Родовые линии прослеживались четко по сходству и вежливым именованиям, однако, едва научившись ходить, алирцы начинали перемещаться между семьями. Или оставались в своем родном доме… На вопрос «почему так происходит? от чего зависит?» Лиик отвечала: «Надо». И ни слова больше.
У них были жесткие функциональные страты: коуминэ – хранители домашнего тепла, ерре – возжигатели пламени в душах, тоффа – хранители богатства и лисс – воины-защитники. Первых никто не видел за пределами родного селения, последние никогда не расставались с оружием. Однако в какой-то момент «никогда» заканчивалось, и бывший воин отправлялся на кухню или в рудники, преумножать богатство своего народа. А говорливый ерре-жрец подхватывал тонкий кинжал из тусклого металла и отправлялся в соседнее селение резать горло бывшим «друзьям». На вопрос «как меняются роли?» Лиик отвечала щелчком пальцев. Громкость щелчка всегда была одной и той же. Тональность «надо» не отличалась от вчерашней и позавчерашней. Казалось, что Лиик действует не по внутреннему побуждению, а по шаблону, и между моим вопросом и ее ответом нет никакой прослойки в духе «сначала мне надо придумать, что сказать».
У меня не было ни единого повода заподозрить ее во вранье. Или она врала настолько виртуозно, что я не мог этого распознать.
По ночам, лежа и глядя в потолок каюты, я размышлял, какой из раскладов лучше. Хотя оба были так себе. Либо мне как профессионалу место на свалке, либо торговая миссия зря тратит деньги и надеется на нашу помощь. И тут нужны не ксено-психологи, а академический филиал для изучения нового типа нервной системы без нервных проявлений. Притом что я стабильно получал записи электрических импульсов при регистрации работы ее мозга.
Знаете, это как анекдот. Видишь мысль? Нет? А она на самом деле есть.
И драгоценное колье на груди издевательски поблескивает.
Торговцы были готовы отдать что угодно за эти камушки. Они меняли цвет в зависимости от времени дня и настроения человека, который подходил поближе. Алирцы позволяли прикасаться к своим драгоценностям, и этого хватало для того, чтобы почувствовать, как подушечки пальцев чуть покалывает, а на душе становится очень спокойно. Как в детстве, когда ты изучил все темные угля под кроватью и точно знаешь, что чудовища там нет.

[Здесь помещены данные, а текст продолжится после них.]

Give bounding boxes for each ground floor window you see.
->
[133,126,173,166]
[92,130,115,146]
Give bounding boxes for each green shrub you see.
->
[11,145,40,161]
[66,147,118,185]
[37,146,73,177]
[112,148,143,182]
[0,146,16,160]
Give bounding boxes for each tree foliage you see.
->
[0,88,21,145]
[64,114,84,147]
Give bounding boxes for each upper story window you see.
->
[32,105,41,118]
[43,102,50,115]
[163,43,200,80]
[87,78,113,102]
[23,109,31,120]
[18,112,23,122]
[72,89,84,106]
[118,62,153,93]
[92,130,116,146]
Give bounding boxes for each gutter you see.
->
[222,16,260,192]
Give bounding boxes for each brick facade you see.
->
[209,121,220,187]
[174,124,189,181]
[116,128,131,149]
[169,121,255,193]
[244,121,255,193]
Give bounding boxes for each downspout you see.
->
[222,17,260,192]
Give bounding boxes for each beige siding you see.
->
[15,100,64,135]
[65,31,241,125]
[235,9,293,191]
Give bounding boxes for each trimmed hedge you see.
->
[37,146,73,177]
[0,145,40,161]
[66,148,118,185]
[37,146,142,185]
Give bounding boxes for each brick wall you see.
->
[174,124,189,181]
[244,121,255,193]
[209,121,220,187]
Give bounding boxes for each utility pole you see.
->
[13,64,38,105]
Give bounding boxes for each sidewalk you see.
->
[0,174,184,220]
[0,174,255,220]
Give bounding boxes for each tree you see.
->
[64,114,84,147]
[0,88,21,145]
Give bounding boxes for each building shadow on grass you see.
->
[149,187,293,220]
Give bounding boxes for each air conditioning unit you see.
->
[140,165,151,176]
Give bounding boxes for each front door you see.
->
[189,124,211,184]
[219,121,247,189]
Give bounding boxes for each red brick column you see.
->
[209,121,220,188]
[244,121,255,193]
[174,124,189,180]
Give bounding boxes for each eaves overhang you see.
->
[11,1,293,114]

Однако аборигены отказывались отдать на эксперименты хоть один камень. Отказывались давать их в руки. Боялись, что мы украдем их?.. Возможно, торговцы совершили ошибку в самом начале, попытавшись утащить украшения силой? Глава миссии клялся, что нет. Зная цену его слову, я бы не поставил даже полпальца на то, что тот говорит правду.
А жаль. Возможно, именно в камнях скрывался ключик для разгадки.